Today hacks were told that Corbyn would use the meeting to clampdown on party in-fighting as members are sick of MPs ‘parading on the media to give a running commentary’. However, what he actually said is another story. The Labour leader toned down his prose considerably — presumably in the quest for party unity — even though his harsher warning was already readable online.
Despite this slip-up, the meeting was one of the cheeriest since Corbyn became leader. The meeting kicked off with rapturous applause from MPs as they welcomed newly elected members. However, it was Labour’s man of the moment Sadiq Khan who won the biggest round of applause.
The new Mayor of London attended the meeting straight from having his first meeting with Corbyn. While the Labour leader’s spokesman described this as a ‘warm and friendly’ affair, Khan did not hold back with his rousing speech to MPs.
He said that the party could still secure a win in 2020, describing the current Government as ‘reminiscent of the Major years in the 1990s’. In order to win, he said the party ‘cannot afford to miss any open goals’. In a thinly-veiled attack on ideologically-minded socialists, he said ‘there is no such thing as glorious defeat’ before adding that it was time ‘to prove through action rather than words, that Labour can be trusted to govern and that in power, we can change lives for the better’.

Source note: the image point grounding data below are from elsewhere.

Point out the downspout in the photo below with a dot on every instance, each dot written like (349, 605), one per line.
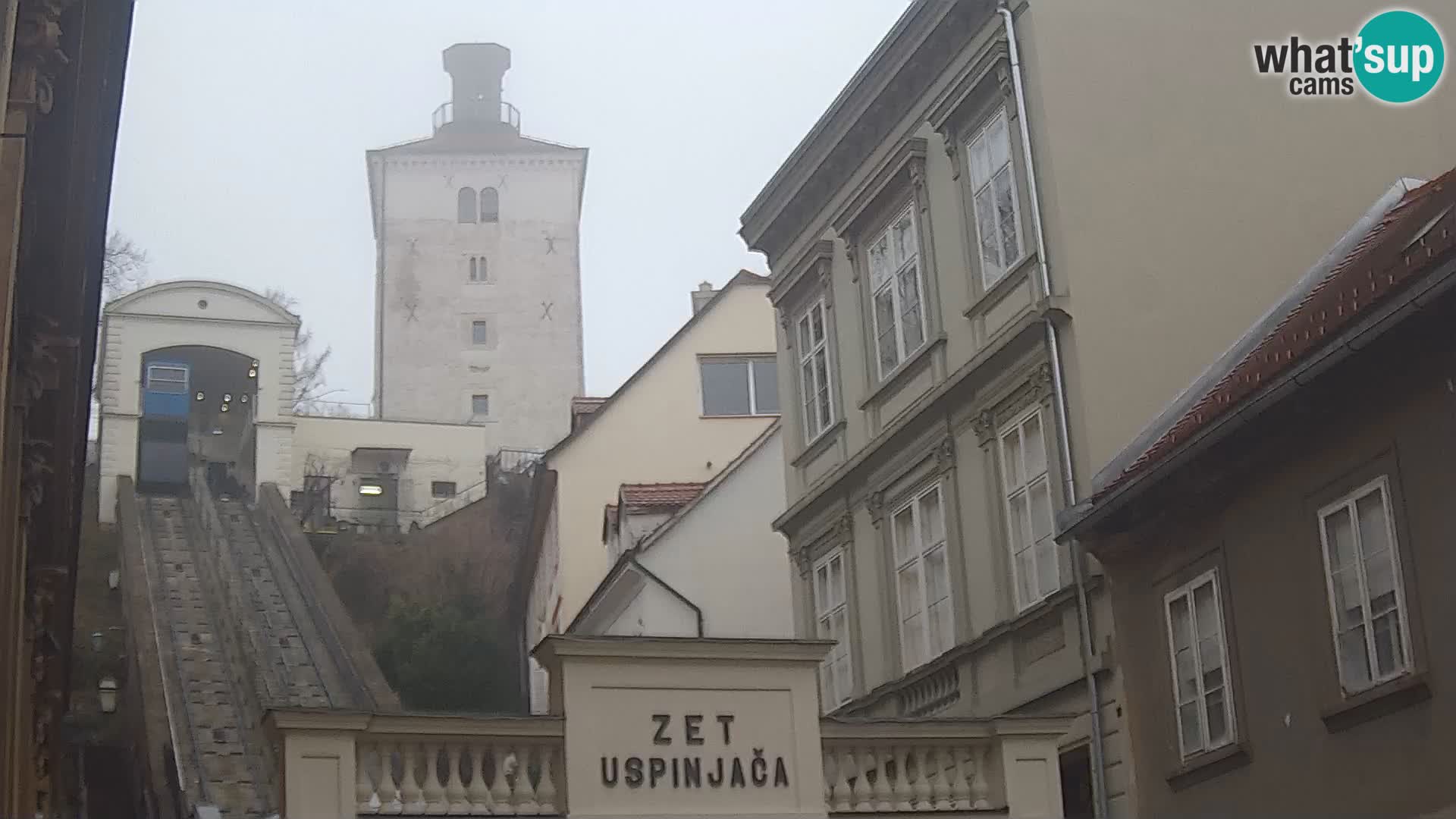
(1100, 808)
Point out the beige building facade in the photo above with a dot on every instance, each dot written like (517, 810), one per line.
(683, 417)
(989, 275)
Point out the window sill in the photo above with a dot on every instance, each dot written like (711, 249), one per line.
(819, 445)
(1376, 703)
(1018, 273)
(1207, 765)
(899, 375)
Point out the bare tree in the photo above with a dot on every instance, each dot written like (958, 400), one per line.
(123, 267)
(309, 392)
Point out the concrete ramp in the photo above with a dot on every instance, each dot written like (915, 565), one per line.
(231, 617)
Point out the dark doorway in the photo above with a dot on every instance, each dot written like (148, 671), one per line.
(1076, 783)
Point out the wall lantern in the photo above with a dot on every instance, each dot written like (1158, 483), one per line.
(107, 692)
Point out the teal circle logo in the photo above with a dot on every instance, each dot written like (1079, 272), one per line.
(1400, 55)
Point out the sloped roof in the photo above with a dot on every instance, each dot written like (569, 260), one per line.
(743, 278)
(1394, 251)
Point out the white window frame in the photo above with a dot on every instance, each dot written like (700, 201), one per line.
(1382, 485)
(752, 360)
(817, 419)
(1003, 265)
(835, 691)
(916, 656)
(1024, 490)
(1231, 719)
(890, 278)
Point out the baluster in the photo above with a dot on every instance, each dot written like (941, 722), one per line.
(943, 783)
(546, 790)
(363, 789)
(981, 789)
(883, 795)
(455, 787)
(922, 780)
(479, 792)
(525, 793)
(903, 793)
(414, 799)
(500, 790)
(861, 796)
(842, 795)
(960, 789)
(436, 803)
(388, 790)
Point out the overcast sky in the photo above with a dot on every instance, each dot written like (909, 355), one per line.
(243, 130)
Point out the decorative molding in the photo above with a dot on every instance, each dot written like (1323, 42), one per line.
(875, 504)
(946, 455)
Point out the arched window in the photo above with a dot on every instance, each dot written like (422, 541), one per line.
(465, 206)
(490, 205)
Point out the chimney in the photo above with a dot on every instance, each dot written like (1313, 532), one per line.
(476, 71)
(704, 295)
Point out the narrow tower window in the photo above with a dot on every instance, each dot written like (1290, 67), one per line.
(490, 205)
(465, 205)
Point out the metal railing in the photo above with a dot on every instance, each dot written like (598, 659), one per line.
(446, 114)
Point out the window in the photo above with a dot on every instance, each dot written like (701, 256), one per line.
(162, 378)
(814, 379)
(993, 199)
(465, 206)
(922, 579)
(1028, 510)
(1200, 661)
(490, 205)
(894, 279)
(1366, 596)
(740, 387)
(832, 623)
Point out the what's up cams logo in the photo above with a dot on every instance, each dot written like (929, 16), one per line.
(1397, 57)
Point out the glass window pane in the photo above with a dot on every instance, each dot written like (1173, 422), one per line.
(1040, 494)
(1354, 659)
(1375, 535)
(1011, 461)
(906, 545)
(1218, 717)
(886, 331)
(764, 387)
(1006, 216)
(1340, 542)
(990, 241)
(1190, 726)
(1036, 452)
(726, 388)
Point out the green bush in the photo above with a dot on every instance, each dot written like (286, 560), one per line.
(447, 657)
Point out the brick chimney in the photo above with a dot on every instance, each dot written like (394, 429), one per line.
(704, 295)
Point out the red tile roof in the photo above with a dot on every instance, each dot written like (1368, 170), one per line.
(1404, 243)
(638, 497)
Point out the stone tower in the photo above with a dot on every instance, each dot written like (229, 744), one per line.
(478, 284)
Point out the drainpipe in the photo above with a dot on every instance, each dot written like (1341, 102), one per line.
(1063, 435)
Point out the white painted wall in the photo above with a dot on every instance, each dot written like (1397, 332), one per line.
(651, 431)
(206, 314)
(724, 556)
(437, 452)
(532, 366)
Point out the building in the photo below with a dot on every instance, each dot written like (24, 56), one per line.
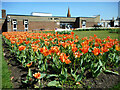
(41, 21)
(110, 23)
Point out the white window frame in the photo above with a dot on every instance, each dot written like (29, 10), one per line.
(83, 23)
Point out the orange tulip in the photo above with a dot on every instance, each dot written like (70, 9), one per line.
(103, 49)
(77, 54)
(84, 49)
(29, 64)
(117, 47)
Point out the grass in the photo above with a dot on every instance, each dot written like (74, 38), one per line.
(6, 83)
(100, 34)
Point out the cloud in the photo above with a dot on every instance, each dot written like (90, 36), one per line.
(60, 0)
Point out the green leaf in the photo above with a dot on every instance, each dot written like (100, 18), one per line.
(52, 75)
(42, 75)
(30, 73)
(26, 81)
(108, 71)
(41, 56)
(53, 83)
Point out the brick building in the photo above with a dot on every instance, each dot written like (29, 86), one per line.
(11, 22)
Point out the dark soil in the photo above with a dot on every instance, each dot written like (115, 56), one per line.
(104, 80)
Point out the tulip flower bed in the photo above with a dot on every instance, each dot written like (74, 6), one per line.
(62, 60)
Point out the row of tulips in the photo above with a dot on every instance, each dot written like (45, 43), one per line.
(63, 56)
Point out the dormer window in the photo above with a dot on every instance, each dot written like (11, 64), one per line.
(25, 25)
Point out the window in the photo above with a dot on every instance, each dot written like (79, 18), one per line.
(25, 25)
(56, 18)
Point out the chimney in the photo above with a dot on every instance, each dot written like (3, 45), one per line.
(68, 14)
(3, 13)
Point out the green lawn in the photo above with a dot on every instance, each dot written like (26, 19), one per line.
(6, 83)
(100, 34)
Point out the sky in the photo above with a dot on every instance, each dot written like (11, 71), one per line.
(106, 10)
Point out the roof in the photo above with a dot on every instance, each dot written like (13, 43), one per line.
(52, 16)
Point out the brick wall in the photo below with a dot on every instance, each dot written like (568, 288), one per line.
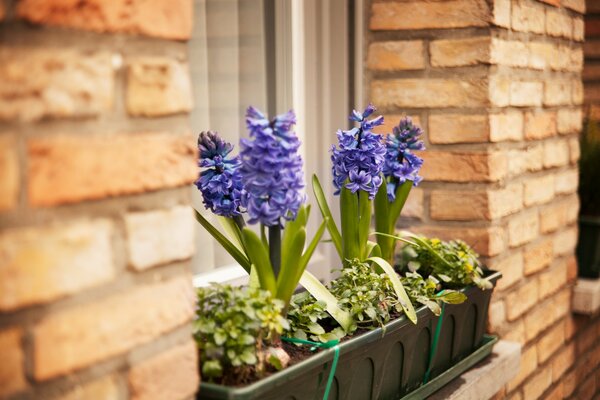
(497, 86)
(96, 158)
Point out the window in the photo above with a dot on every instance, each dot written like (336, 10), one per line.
(275, 55)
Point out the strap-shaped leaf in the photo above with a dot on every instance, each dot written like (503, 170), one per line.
(336, 238)
(259, 256)
(237, 255)
(320, 292)
(407, 306)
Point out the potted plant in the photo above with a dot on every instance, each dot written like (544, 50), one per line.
(588, 245)
(360, 336)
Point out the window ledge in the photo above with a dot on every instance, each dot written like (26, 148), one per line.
(487, 378)
(586, 296)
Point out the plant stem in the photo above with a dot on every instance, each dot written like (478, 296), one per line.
(275, 248)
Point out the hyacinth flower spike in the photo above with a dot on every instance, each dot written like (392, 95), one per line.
(401, 172)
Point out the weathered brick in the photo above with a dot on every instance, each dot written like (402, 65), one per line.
(9, 173)
(460, 52)
(463, 166)
(158, 237)
(540, 124)
(427, 15)
(485, 241)
(521, 300)
(511, 268)
(35, 261)
(158, 86)
(566, 182)
(538, 190)
(529, 159)
(569, 120)
(527, 367)
(433, 92)
(458, 128)
(43, 83)
(164, 19)
(396, 55)
(564, 242)
(61, 167)
(12, 375)
(558, 23)
(88, 333)
(535, 386)
(102, 388)
(557, 92)
(556, 153)
(538, 256)
(527, 17)
(523, 228)
(170, 375)
(525, 94)
(506, 126)
(553, 279)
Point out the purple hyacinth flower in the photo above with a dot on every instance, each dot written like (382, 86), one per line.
(401, 164)
(271, 169)
(358, 161)
(219, 181)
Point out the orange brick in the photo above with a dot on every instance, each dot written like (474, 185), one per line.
(563, 361)
(540, 124)
(569, 120)
(564, 242)
(525, 94)
(89, 333)
(511, 268)
(459, 52)
(463, 166)
(158, 86)
(538, 190)
(558, 23)
(426, 93)
(527, 17)
(537, 256)
(552, 280)
(527, 367)
(41, 83)
(12, 375)
(164, 19)
(427, 15)
(550, 342)
(9, 173)
(537, 385)
(170, 375)
(485, 241)
(61, 168)
(396, 55)
(523, 228)
(35, 261)
(506, 126)
(521, 300)
(458, 128)
(102, 388)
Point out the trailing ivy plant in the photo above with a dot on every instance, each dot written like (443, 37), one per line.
(234, 329)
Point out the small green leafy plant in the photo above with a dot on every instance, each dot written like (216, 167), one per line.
(234, 330)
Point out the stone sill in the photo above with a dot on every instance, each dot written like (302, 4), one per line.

While his words received around two minutes of constant applause, Corbyn took a different line. He was keen to play-up Labour’s election results — pointing to their mayoral gains and the results in Wales. He did at least concede that the result in Scotland was ‘not great’.
After the meeting, his spokesman described it as a ‘very good meeting’ and went on to play-up the success of the Mayor of Bristol, when Khan was mentioned. The spokesman claimed that Marvin Rees’s success at the polls has been ‘heavily under-reported’.
Although Corbyn’s team appear keen to show that there is more than one mayor worth talking about, it was Khan’s speech that stole the show and rallied MPs. If they wish to keep Corbyn as Labour’s leading man, they have their work cut out.